While the nonprofit community center has provided recreational activities at low prices for 15 years, mostly thanks to federal grants, it’s been hit with unexpected costs that could force it to close. Executive Director Ashlee Howell wants the center to continue to serve the community.
“Sometimes you reach a point where you either give up or ask for help, and I think we’re at the point where we really need to ask for help and put it out to the community,” Howell says.
Howell said the community center “has been a passion project and a labor of love from the beginning.”
More than just an indoor recreation space, the community center offers affordable preschool as well as before and after school programs. Howell said that the state has notified them before that the cost of the center’s daycare is an outlier, at less than the market cost.

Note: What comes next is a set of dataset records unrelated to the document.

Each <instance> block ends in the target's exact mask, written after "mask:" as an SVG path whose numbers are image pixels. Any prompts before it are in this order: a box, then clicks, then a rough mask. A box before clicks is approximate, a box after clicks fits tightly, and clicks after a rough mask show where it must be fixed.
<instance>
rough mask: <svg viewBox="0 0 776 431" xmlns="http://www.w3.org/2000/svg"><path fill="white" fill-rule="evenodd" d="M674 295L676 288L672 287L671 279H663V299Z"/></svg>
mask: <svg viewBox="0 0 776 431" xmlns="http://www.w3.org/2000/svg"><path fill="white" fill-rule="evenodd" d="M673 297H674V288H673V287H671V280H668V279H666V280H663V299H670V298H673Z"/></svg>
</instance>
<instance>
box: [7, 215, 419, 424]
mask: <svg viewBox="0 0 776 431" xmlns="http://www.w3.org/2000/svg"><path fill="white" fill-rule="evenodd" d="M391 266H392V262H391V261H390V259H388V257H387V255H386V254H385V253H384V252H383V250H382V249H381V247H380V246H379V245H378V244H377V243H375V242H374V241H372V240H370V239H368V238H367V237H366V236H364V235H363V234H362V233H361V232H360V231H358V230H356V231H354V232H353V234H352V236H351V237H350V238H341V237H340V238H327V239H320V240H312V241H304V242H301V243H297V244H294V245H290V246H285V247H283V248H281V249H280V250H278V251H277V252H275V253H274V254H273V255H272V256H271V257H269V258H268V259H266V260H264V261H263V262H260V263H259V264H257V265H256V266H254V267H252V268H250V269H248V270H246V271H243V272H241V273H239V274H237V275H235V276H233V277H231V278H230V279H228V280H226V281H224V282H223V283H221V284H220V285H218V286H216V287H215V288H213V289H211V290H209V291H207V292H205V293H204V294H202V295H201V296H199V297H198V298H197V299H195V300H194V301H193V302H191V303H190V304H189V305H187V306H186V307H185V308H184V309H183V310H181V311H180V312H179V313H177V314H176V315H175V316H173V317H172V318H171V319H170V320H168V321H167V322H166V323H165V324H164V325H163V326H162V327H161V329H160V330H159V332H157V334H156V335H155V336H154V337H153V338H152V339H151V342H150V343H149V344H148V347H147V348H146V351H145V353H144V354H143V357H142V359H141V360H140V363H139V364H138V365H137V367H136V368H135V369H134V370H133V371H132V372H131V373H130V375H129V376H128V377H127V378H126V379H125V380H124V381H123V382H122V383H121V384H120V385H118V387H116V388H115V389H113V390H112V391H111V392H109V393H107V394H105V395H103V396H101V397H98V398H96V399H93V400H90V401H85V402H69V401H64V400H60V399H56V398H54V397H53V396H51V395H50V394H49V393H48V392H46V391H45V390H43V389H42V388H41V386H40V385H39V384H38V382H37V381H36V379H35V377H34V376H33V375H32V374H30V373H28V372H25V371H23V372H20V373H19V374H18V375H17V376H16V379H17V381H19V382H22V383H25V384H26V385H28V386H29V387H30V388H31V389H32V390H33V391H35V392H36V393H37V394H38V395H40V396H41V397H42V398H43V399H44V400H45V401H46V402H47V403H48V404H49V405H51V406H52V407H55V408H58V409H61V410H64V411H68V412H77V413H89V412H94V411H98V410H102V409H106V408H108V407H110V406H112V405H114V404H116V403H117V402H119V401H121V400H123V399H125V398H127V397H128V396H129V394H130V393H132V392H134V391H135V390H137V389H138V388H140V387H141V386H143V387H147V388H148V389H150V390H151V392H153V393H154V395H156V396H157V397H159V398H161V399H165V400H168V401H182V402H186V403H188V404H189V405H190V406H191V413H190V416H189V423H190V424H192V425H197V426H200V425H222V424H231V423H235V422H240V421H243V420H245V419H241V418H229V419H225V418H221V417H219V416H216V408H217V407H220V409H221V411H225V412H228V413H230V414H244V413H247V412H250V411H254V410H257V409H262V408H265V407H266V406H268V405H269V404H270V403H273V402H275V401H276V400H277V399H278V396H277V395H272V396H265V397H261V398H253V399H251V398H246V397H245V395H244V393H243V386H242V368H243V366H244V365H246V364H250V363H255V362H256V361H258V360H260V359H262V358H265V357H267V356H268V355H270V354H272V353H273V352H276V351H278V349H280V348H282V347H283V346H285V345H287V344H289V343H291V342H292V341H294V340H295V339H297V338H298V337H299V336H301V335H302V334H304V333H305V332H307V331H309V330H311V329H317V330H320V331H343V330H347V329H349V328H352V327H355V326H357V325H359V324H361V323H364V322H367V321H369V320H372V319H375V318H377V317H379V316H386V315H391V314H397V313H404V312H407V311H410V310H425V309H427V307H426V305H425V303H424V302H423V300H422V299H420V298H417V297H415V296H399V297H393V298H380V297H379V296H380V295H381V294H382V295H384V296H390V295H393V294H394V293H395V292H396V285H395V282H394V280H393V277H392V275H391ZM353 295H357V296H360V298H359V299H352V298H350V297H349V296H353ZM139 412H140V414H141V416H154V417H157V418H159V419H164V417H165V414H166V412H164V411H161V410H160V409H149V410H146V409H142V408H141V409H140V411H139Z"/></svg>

Beyond that, Howell said that the community center is a great space for birthday parties, vendor fairs and other events.
“We love what we do and I know that we hold a place in many people’s hearts,” Howell said. “Either they’ve had their kids in our programs or they themselves have been in our programs.”
While 2024 has proved difficult for the community center, they had a good year in 2023. Howell said they started last year with a surplus.
But in February, the center was notified its costs had gone up due to common area maintenance fees. While a portion of the $4,000 a month it pays in rent goes towards those fees, additional expenses were accrued due to snow and ice removal expenses, as well as parking lot and roof repairs.
The Blackfoot Community Center has received an additional bill of close to $10,000. In the past, Howell has been able to chip away at expenses like this, but she doesn’t recall it ever being this expensive.
Chris Langeland, the property manager for the Riverside Plaza where the community center is located, said the nonprofit was now more delinquent on expenses than it’s ever been. It had 30 days to pay off the maintenance fees before it entered delinquency.
When the property owners didn’t hear back from the community center, issuing a three day pay or vacate notice entered the conversation. The property owners haven’t done that yet, but Langeland said he and Howell have discussed options. She hasn’t presented the property owners with an official plan.
Langeland explained that if the center is issued a pay or vacate notice, it doesn’t necessarily mean that it has three days before it’s evicted.
“It means that we’re putting her on notice that if she does not pay within three days, we reserve the right to vacate her,” Langeland said.
The property owners don’t meet until May 21, so they’re not likely to take any official action before then. Langeland says they don’t want to see the community center close.
“They want to work with the tenants to be successful and figure this out over the long run,” Langeland said.
The community center has submitted around six grant applications to different local businesses, and members of the community can help them receive those if they email letters of support or leave them a Google review.
“Those kinds of letters of support are extremely important to show the impact that we make in this community and that it is a valuable asset,” Howell said.
People can also go to the community center for its events, like DJ Dance Nights every Friday from 9 a.m. to 11:30 p.m.